In the short term, we would like to make a number of small improvements to the program so that it handles a greater range of problems satisfactorily. In the longer term, we would like to enlarge significantly the set of problems that our program, or some new version of it, is capable of solving. To do this, we will have to enable the program to handle certain kinds of deductions that it currently handles either not at all or only in a rather rudimentary way. In particular, an immediate target is to give the program the means to deal with second-order quantification, which would allow it to solve easy compactness problems, and also problems that require the construction of ‘obvious’ sequences.
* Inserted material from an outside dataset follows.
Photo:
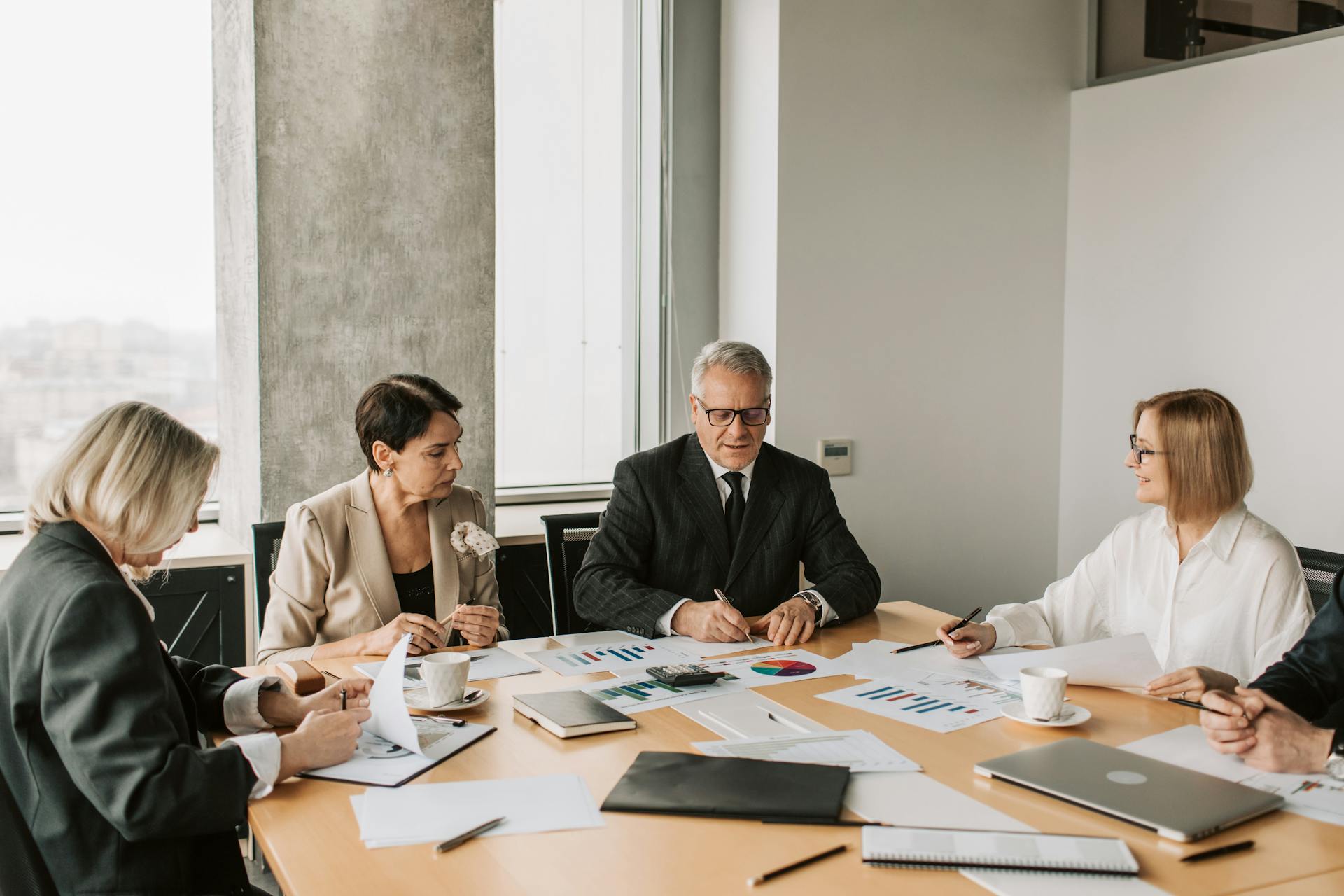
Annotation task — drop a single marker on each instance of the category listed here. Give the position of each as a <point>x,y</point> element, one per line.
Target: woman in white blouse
<point>1218,592</point>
At a more basic level, the program does not currently solve problems that involve proof by contraposition or contradiction. It is not hard to add tactics that allow it to cope with a few problems of this kind, but it is trickier to do so while not letting it apply those tactics in inappropriate contexts. More work is needed to understand what triggers the ‘contradiction move’ in human mathematicians, but we expect to be able to add this facility in the near future.

The program is also not as good as we would like at handling equality substitutions. The situation here is similar: we can obviously add tactics that perform such substitutions (and have done so in the current version of the program), but it is more challenging to understand when humans make such substitutions. It is also tricky to come up with a general understanding of how they choose which out of two equal variables or complex terms to eliminate. At its most general, the problem of how to handle equality is well known to be hard, but our immediate aim would be a program that can handle the easy cases of that problem competently and in a human way.

Related to this, we need to do more work in order to enable the program to solve problems that require the arithmetic structure of the real numbers, rather than just the order structure. For example, the prover does not yet solve problems such as showing that the limit of the sum of two convergent sequences is the sum of the limits.

In the longer term, we would of course like the program to be able to solve non-routine problems. A major step up in problem-solving sophistication is needed when one is required to carry out mathematical constructions, especially when they are far from unique. This is true even for very easy problems. Consider for example the problem of finding an infinite set of positive integers that contains no three distinct numbers x, y and z with \(x+y=z\). One obvious example is to take the set of all odd numbers. Another that works for a different reason is to take the set of all powers of 2. Yet another, \(\{1,2,4,7,12,20,\dots \}\) is obtained by taking each new element to be one more than the sum of the two largest elements so far. All these examples feel like ones that a human might conceivably come up with in response to the problem. We have ideas about how these kinds of simple (for humans) existence proofs are discovered, but implementing those ideas in a program will be a great deal of work.